Differential Privacy to Limit Data Leakage from Models

Differential privacy addresses the risk that AI models, particularly fine-tuned LLMs, may memorise and unintentionally expose sensitive training data. This risk is increasing as organisations move from general-purpose models to fine-tuning on proprietary datasets such as customer interactions, internal documents, and regulated data. Attack vectors, including adversarial prompting, have shown that models can reveal whether specific records were part of training or reproduce fragments of underlying data.

Differential privacy mitigates this by limiting the influence of individual training examples and introducing controlled noise into model updates, reducing the likelihood of leakage. A key advantage is that it provides a measurable privacy guarantee, allowing organisations to manage the trade-off between model performance and privacy risk.

Recent developments such as Google’s VaultGemma show that LLMs can be trained with formal differential privacy guarantees. While still at a research stage, it demonstrates that privacy-preserving training is technically viable, with noise applied during training to limit memorisation and exposure of sensitive data.

Ecosystm Opinion

Privacy-preserving techniques are becoming a core design requirement for AI systems as organisations increasingly rely on sensitive, regulated, and proprietary data. No single approach is sufficient; synthetic data, federated learning, and differential privacy address distinct constraints around data availability, collaboration, and leakage risk, and are often combined within the same workflow.

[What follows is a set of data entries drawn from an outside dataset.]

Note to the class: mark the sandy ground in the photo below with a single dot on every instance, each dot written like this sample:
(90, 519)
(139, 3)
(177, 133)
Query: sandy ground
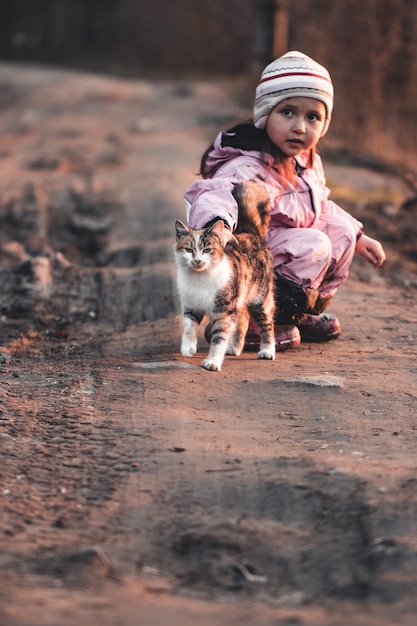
(137, 488)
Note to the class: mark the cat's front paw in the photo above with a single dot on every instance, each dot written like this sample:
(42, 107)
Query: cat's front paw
(188, 348)
(212, 366)
(234, 351)
(266, 354)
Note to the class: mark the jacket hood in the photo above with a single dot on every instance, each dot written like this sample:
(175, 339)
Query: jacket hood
(223, 152)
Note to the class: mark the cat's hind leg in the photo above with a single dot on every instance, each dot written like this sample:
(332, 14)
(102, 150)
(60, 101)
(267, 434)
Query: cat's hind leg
(221, 333)
(263, 314)
(190, 324)
(237, 338)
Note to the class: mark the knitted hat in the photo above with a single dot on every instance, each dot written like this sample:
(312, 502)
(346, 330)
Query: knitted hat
(294, 74)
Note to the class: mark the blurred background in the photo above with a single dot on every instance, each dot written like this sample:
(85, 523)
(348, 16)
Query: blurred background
(369, 47)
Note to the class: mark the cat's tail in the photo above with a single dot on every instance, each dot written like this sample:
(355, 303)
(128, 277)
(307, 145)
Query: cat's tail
(254, 207)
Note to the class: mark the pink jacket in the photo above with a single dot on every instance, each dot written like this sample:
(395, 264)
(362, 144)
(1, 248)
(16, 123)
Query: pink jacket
(311, 238)
(299, 207)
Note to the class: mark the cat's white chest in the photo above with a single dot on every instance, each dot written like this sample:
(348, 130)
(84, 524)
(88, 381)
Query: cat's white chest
(198, 290)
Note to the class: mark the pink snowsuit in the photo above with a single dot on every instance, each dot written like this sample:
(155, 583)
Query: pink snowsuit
(311, 238)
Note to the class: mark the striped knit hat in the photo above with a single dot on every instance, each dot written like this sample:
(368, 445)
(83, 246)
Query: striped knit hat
(293, 74)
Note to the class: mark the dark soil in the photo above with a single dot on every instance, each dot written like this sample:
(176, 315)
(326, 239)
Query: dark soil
(135, 486)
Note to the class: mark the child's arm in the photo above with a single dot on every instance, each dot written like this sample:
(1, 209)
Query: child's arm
(371, 250)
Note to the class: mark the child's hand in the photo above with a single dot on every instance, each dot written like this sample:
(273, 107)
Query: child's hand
(371, 250)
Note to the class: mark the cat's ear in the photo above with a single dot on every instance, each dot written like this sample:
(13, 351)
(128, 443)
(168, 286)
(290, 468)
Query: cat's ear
(222, 232)
(180, 229)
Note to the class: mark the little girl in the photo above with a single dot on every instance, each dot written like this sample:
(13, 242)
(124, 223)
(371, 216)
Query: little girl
(311, 238)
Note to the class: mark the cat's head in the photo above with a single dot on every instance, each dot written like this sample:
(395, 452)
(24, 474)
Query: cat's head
(201, 249)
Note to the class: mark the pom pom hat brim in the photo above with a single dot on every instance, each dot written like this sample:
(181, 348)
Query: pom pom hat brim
(292, 75)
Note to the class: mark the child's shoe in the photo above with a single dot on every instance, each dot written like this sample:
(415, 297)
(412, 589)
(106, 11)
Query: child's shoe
(319, 328)
(286, 337)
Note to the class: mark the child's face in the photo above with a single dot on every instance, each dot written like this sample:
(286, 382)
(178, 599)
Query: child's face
(296, 124)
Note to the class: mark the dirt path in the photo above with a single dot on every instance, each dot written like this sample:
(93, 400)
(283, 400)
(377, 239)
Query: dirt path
(136, 487)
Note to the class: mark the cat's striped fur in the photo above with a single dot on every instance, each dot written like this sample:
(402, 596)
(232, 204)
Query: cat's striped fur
(227, 278)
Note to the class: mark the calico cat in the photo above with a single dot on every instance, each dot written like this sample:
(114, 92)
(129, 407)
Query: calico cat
(228, 278)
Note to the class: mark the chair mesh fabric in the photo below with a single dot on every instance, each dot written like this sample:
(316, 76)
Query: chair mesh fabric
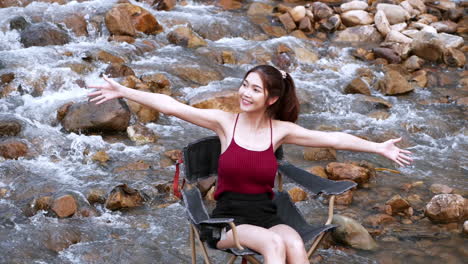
(313, 183)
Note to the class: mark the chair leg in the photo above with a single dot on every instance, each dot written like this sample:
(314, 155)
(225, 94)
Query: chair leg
(192, 244)
(205, 253)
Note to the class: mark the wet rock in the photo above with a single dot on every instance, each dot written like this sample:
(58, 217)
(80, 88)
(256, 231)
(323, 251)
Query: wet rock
(96, 196)
(354, 5)
(388, 54)
(101, 156)
(13, 149)
(77, 23)
(321, 10)
(9, 128)
(19, 23)
(297, 194)
(226, 101)
(394, 13)
(319, 171)
(393, 83)
(447, 208)
(440, 188)
(64, 206)
(184, 36)
(141, 135)
(43, 34)
(344, 171)
(454, 58)
(378, 219)
(356, 17)
(381, 23)
(316, 154)
(397, 204)
(359, 86)
(112, 115)
(413, 63)
(123, 196)
(359, 34)
(259, 9)
(352, 233)
(127, 19)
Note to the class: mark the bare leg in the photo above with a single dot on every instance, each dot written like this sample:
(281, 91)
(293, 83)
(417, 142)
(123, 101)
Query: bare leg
(262, 240)
(295, 249)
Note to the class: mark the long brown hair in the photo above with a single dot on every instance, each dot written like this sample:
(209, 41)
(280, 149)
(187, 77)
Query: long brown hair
(286, 108)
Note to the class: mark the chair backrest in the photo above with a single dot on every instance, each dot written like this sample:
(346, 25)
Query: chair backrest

The shift towards fine-tuning models on internal datasets materially increases exposure to privacy risks, elevating the importance of techniques that provide measurable guarantees and limit data leakage. At the same time, cross-organisation collaboration, particularly in sectors such as banking and healthcare, is driving demand for approaches that enable shared model development without centralising data.

This introduces a deliberate trade-off between model performance, data utility, and privacy, requiring stronger governance alongside technical controls. While maturity varies, with synthetic data more established and others still evolving, these techniques collectively expand the universe of data available to organisations.